更头疼的是回礼。人家送一碟子炙羊肉,你不能回一碟子炒青菜,得价值差不多,还得有点新意。我每年灶君诞前,都得让老张提前半个月去采买回礼——今年准备的是“应季小食”,用白麻纸包成四方块,每个包里放些新上市的秋梨、柿子干、核桃酥,外头系上红绳,看着挺体面。
可即便这样,也架不住人多。中午一盘点,前前后后收了二十多份礼。光是食盒就堆了半个院子,羊头肉、蜜饯、蒸糕、酥饼、腊味……老张愁眉苦脸地说:“掌柜的,再这样下去,咱们后院得改食堂了。”
我瞪他一眼:“你懂什么?这些人情债,比当铺的账本还值钱。今儿个收了一份礼,明儿个人家来典当,利息就好商量;要是哪家没送礼,回头来当东西,我还能给他好脸色?”
这话听着市侩,可就是这么个理儿。宋朝的市井人情,说白了就是一张网。你今天递出去一块饼,明天就可能换回来一匹布。典当铺尤其如此——你要是不懂这些人情世故,光靠算盘珠子,迟早被人挤兑死。
意外的“回礼”,比什么金银都暖心
傍晚,客人都散了,食盒也收拾得差不多了。我靠在柜台上,喝碗凉茶,这账本才翻了不到一半。
忽然外头有人轻轻敲门。我以为是哪个落下的主顾,打开一看,是个十来岁的小丫头,穿着打了补丁的粗布衫,手里捧着一个用麻叶包着的东西。
“赵、赵掌柜……我娘让我送来的,说今天是灶君诞,给您送个礼……”她声音抖得厉害,脸涨得通红。
我认出来了——她是城南那个寡妇刘氏的女儿。刘氏的男人两年前在我这当了一幅画,后来凑不够钱赎,那画就断了当。刘氏带着女儿日子过得紧巴巴,平时见了我就绕道走。

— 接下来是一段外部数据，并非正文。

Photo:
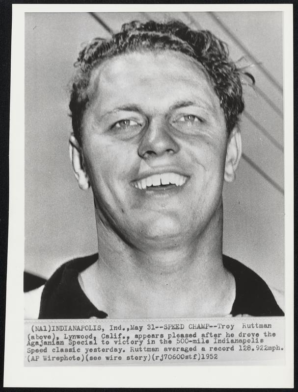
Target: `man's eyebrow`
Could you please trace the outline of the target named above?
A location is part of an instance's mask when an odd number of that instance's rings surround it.
[[[176,109],[180,109],[182,107],[186,107],[187,106],[200,106],[205,109],[207,109],[209,110],[213,111],[214,108],[208,102],[204,101],[200,101],[197,100],[182,100],[178,101],[176,103],[172,105],[170,107],[170,110],[175,110]]]
[[[109,110],[108,112],[106,112],[104,116],[107,116],[107,115],[108,114],[112,114],[113,113],[116,113],[116,112],[119,112],[120,110],[123,110],[124,111],[126,112],[142,112],[142,109],[137,105],[131,105],[129,104],[128,105],[122,105],[121,106],[117,106],[114,109],[113,109],[112,110]]]

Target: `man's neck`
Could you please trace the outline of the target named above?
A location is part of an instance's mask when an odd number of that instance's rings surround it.
[[[109,318],[219,317],[230,311],[235,282],[222,264],[221,229],[209,227],[191,244],[140,249],[118,239],[112,244],[102,228],[99,260],[81,278],[87,296]]]

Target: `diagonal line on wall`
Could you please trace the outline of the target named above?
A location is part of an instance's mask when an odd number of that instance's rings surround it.
[[[258,60],[249,51],[249,50],[245,47],[240,40],[235,37],[234,33],[230,30],[229,28],[228,28],[228,27],[225,25],[224,23],[220,20],[219,18],[217,16],[216,14],[215,14],[214,12],[211,11],[209,11],[208,13],[211,16],[213,19],[217,23],[217,24],[218,24],[218,25],[219,25],[221,28],[228,34],[230,38],[231,38],[231,39],[232,39],[233,41],[234,41],[234,42],[240,48],[241,48],[241,50],[245,53],[246,55],[248,56],[255,64],[258,64],[258,67],[262,70],[263,73],[266,75],[267,78],[271,81],[272,84],[275,86],[277,90],[278,90],[280,92],[282,93],[283,88],[282,86],[279,84],[274,76],[271,74],[269,71],[264,66],[259,64]]]
[[[104,28],[108,31],[108,33],[112,35],[114,33],[114,32],[112,30],[110,27],[109,27],[107,24],[103,21],[101,18],[100,18],[95,12],[89,12],[89,15],[90,15],[92,18],[94,18],[96,21],[97,21],[102,26],[104,27]]]
[[[263,171],[261,168],[259,167],[257,165],[256,165],[253,161],[250,159],[250,158],[246,155],[245,154],[242,154],[242,157],[244,160],[246,162],[248,165],[249,165],[251,167],[254,169],[256,172],[257,172],[263,178],[265,178],[265,180],[268,181],[271,185],[275,188],[279,192],[280,192],[282,195],[284,195],[284,192],[283,189],[280,187],[277,182],[276,182],[274,180],[273,180],[271,177],[268,175],[265,172]]]
[[[244,112],[243,115],[246,117],[247,120],[250,121],[253,125],[259,129],[265,136],[279,150],[283,152],[283,146],[277,142],[277,141],[274,138],[268,131],[264,128],[263,125],[261,125],[249,113],[247,112]]]

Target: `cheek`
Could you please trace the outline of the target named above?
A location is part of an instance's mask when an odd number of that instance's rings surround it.
[[[117,187],[132,166],[131,146],[94,137],[84,146],[86,169],[91,185]]]

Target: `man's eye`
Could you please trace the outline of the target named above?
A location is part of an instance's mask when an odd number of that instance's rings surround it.
[[[191,124],[193,122],[201,122],[201,120],[196,116],[194,116],[192,114],[187,114],[180,117],[178,122],[188,122]]]
[[[122,120],[120,121],[117,122],[113,126],[114,128],[118,129],[125,129],[131,126],[135,126],[136,125],[139,125],[136,122],[132,120]]]

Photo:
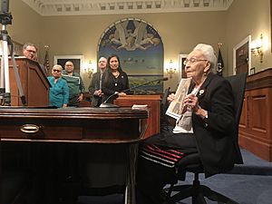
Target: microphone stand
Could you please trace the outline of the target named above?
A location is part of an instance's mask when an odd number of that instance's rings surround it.
[[[133,86],[131,88],[129,88],[129,89],[125,89],[123,91],[121,91],[122,92],[127,92],[127,91],[131,91],[131,90],[134,90],[138,87],[141,87],[141,86],[144,86],[146,84],[149,84],[151,83],[154,83],[154,82],[161,82],[161,81],[167,81],[168,80],[168,77],[164,77],[164,78],[161,78],[161,79],[156,79],[156,80],[152,80],[152,81],[150,81],[150,82],[147,82],[147,83],[141,83],[141,84],[139,84],[139,85],[136,85],[136,86]],[[116,104],[112,104],[112,103],[109,103],[109,100],[111,98],[112,98],[113,96],[117,95],[119,92],[114,92],[113,94],[110,95],[106,101],[104,101],[102,103],[101,103],[101,105],[99,106],[100,108],[119,108],[120,106],[119,105],[116,105]]]
[[[13,69],[15,72],[15,77],[19,91],[19,96],[24,106],[26,105],[25,96],[22,88],[22,83],[14,55],[14,44],[7,34],[6,25],[12,24],[12,15],[8,12],[9,2],[1,2],[0,11],[0,24],[2,28],[0,30],[0,50],[1,50],[1,73],[0,73],[0,105],[11,106],[11,91],[9,81],[9,65],[8,65],[8,45],[10,45],[10,56],[12,60]]]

我打开麻叶,里头是两块蒸糕——灰扑扑的,一看就是杂粮做的,连糖都没舍得放。
“我娘说,家里没什么好东西……”小丫头低着头,手在衣角上搓来搓去。
我心里忽然五味杂陈。这大概是今天收的“最轻”的一份礼——连半文钱都不值。可也是今天收的最“重”的一份礼——因为刘氏这日子过得,怕是连给自己闺女都舍不得放糖,倒想着给我送礼。
我转身从柜子里拿了一包今天收的蜜饯金桔,塞给小丫头:“拿回去,跟你娘说,蒸糕我收到了,这蜜饯你带着吃。”
小丫头不敢接,我硬塞到她手里,笑着说:“跟灶君老爷说说,保佑你娘俩日子好起来。”
小丫头跑了,眼泪汪汪的。
我回到柜台,拿起那两块蒸糕咬了一口——糙得很,一点不甜,可嚼了两下,竟觉得比那些羊头肉、金华酒都香。
《武林旧事》里有一句我特别喜欢:“市井小民,虽贫乏,亦以时物相问遗。”穷苦人家,逢年过节也总要拿点应季的东西去走走人情。这大概就是宋朝人最可爱的地方——送礼不一定是攀比,有时候就是单纯觉得:“日子再难,人情不能丢。”
我放下蒸糕,跟老张说:“去,把刘氏那幅画找出来,明儿个给她送回去。就说——灶君老爷开恩,那画算我当铺送她的。”
老张愣了半天:“掌柜的,您这可亏大了。”
我笑了笑没说话。
亏什么亏?人情账,从来不是这么算的。